The Women’s Vote Centennial Colorado’s commemoration of the 19th Amendment hit the road this month with its “Road to the Vote” traveling artifacts tour across Colorado.

In 1893, Colorado was the first state to outlaw, via state referendum, denying citizens the right to vote based on their sex. This took place more than 25 years before the national women’s suffrage act was signed into law on Aug. 26, 1920. The trailblazing collaborative fight for women’s voting rights changed the course of history in Colorado and continues to inspire social, economic, political and cultural advancements today.

According to History Colorado, Lake County had a minority for women’s suffrage in 1893, with only 43% of voters supporting the issue, but that was an improvement over the 72% against in 1877. Carrie Chapman Catt, a national suffrage leader, spoke at the Presbyterian Church in Leadville a few weeks before the election.

The “Road to the Vote” tour was created to move history (literally!) across Colorado, while educating residents and organizations about the anniversary of the largest voting-rights expansion in U.S. history.

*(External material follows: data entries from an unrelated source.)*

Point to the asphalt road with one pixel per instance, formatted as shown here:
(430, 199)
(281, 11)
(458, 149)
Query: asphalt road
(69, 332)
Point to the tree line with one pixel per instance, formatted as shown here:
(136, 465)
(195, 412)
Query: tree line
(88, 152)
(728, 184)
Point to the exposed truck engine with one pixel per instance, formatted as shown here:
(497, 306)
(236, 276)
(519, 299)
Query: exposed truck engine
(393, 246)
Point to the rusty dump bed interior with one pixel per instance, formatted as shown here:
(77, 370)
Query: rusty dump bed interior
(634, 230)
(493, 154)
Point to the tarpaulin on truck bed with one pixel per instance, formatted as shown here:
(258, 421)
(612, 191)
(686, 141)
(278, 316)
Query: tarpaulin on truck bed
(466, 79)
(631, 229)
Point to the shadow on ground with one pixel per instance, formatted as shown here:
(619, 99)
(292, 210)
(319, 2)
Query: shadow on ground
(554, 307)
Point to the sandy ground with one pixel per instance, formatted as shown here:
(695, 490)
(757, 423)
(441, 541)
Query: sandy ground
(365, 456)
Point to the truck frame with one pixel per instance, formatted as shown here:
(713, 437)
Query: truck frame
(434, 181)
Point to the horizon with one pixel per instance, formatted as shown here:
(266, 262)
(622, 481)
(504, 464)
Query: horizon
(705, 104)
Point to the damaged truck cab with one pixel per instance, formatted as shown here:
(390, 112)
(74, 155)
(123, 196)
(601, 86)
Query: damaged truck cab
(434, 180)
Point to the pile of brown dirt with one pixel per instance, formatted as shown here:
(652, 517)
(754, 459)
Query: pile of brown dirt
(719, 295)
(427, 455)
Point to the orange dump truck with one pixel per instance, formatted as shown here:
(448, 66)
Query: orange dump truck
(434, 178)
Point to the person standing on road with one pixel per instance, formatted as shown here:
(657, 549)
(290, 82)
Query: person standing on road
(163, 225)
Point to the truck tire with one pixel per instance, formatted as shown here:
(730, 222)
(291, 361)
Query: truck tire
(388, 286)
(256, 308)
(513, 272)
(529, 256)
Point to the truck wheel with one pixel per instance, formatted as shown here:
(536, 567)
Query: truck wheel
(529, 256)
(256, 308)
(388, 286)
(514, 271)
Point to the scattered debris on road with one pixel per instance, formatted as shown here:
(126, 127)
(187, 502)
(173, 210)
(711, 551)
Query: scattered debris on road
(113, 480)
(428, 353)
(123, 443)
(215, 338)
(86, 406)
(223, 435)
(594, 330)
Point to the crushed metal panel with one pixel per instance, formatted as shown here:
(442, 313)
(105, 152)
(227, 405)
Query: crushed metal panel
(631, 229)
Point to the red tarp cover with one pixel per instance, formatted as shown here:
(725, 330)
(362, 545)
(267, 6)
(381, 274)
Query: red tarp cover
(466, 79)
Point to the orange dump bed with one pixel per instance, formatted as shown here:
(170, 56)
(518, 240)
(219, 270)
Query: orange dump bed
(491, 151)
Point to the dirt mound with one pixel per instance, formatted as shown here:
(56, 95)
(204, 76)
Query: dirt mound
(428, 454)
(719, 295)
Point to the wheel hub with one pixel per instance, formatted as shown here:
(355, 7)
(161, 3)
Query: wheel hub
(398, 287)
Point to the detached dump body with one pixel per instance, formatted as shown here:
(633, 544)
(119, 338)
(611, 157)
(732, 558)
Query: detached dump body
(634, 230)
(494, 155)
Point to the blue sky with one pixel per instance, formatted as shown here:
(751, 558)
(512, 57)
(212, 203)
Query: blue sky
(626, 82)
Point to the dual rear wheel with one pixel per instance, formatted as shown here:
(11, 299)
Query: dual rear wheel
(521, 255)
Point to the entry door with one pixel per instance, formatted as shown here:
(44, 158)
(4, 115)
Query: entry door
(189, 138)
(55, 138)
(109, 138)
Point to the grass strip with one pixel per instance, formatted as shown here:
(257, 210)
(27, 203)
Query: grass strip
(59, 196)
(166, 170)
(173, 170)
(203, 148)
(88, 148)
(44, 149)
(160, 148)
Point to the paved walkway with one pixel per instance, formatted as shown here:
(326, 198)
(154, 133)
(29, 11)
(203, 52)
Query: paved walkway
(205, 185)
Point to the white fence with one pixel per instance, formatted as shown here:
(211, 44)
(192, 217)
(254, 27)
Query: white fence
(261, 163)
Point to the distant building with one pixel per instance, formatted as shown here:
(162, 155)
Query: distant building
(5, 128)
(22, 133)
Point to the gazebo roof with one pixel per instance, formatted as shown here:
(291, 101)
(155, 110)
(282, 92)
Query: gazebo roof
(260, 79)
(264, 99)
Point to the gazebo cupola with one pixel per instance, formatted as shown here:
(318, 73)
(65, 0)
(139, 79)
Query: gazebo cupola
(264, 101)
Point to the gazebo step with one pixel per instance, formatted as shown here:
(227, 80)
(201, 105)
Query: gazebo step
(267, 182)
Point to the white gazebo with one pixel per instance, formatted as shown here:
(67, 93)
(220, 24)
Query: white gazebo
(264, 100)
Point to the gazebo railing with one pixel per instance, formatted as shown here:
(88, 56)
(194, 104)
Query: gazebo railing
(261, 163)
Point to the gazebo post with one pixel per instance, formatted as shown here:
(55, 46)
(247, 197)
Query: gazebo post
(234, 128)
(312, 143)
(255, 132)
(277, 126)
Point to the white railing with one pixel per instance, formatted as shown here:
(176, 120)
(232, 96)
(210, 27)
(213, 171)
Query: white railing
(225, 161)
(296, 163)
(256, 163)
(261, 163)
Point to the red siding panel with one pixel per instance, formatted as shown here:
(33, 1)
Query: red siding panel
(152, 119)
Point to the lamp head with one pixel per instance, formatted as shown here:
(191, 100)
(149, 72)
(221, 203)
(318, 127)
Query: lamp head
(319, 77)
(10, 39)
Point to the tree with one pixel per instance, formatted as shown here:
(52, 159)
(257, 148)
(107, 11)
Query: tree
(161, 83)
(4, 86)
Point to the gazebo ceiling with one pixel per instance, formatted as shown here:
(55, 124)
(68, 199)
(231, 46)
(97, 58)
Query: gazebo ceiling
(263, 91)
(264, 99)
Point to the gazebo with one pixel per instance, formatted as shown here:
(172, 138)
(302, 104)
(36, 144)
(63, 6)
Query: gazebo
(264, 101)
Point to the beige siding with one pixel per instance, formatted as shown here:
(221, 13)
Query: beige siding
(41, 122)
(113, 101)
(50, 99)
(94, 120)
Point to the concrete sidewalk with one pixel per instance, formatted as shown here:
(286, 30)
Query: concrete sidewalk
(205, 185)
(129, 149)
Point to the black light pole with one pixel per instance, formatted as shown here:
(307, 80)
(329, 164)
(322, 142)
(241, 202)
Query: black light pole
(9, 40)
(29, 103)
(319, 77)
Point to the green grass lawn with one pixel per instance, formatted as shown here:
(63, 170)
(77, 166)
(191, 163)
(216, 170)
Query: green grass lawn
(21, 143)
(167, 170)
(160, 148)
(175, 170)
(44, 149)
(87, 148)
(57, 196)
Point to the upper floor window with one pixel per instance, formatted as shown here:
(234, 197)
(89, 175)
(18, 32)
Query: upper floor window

Three outreach opportunities will be featured throughout the tour.

One is a pop-up, traveling artifacts exhibit featuring an original ballot box from the 1884 Colorado elections and a reproduction ballot from the 1893 Colorado elections. The exhibit will be featured at the Healy House Museum and Dexter’s Cabin from Feb. 18 to Feb. 28.

The second is a “call to action” for interested organizations to collaborate together and create space for civic engagement, commemoration, impact and support. Visit COWomensCentennial.org for more information.

Lastly, History Colorado will provide a “listening and learning tour” for regional organizations to help lead events and meetings. Jillian Allison, director of the Center for Colorado Women’s History, will travel the state to help local Women’s Vote Centennial programming and activities.

The Women’s Vote Centennial comprises the nation’s most comprehensive statewide effort to examine the importance of voting in our democracy. History Colorado, the state agency leading the initiative, created opportunities for Coloradans to participate and join grassroots efforts to learn about the complex history of the women’s suffrage — and, how Colorado transformed history for the entire country.

“We are thrilled to launch our tour across Colorado’s landscape, reaching the iconic places that helped create history – and the people who continue to shape history,” said Allison. “More than ever, it’s important to understand Colorado’s early role in the national movement for the women’s vote, while stimulating new participation, action and conversation.”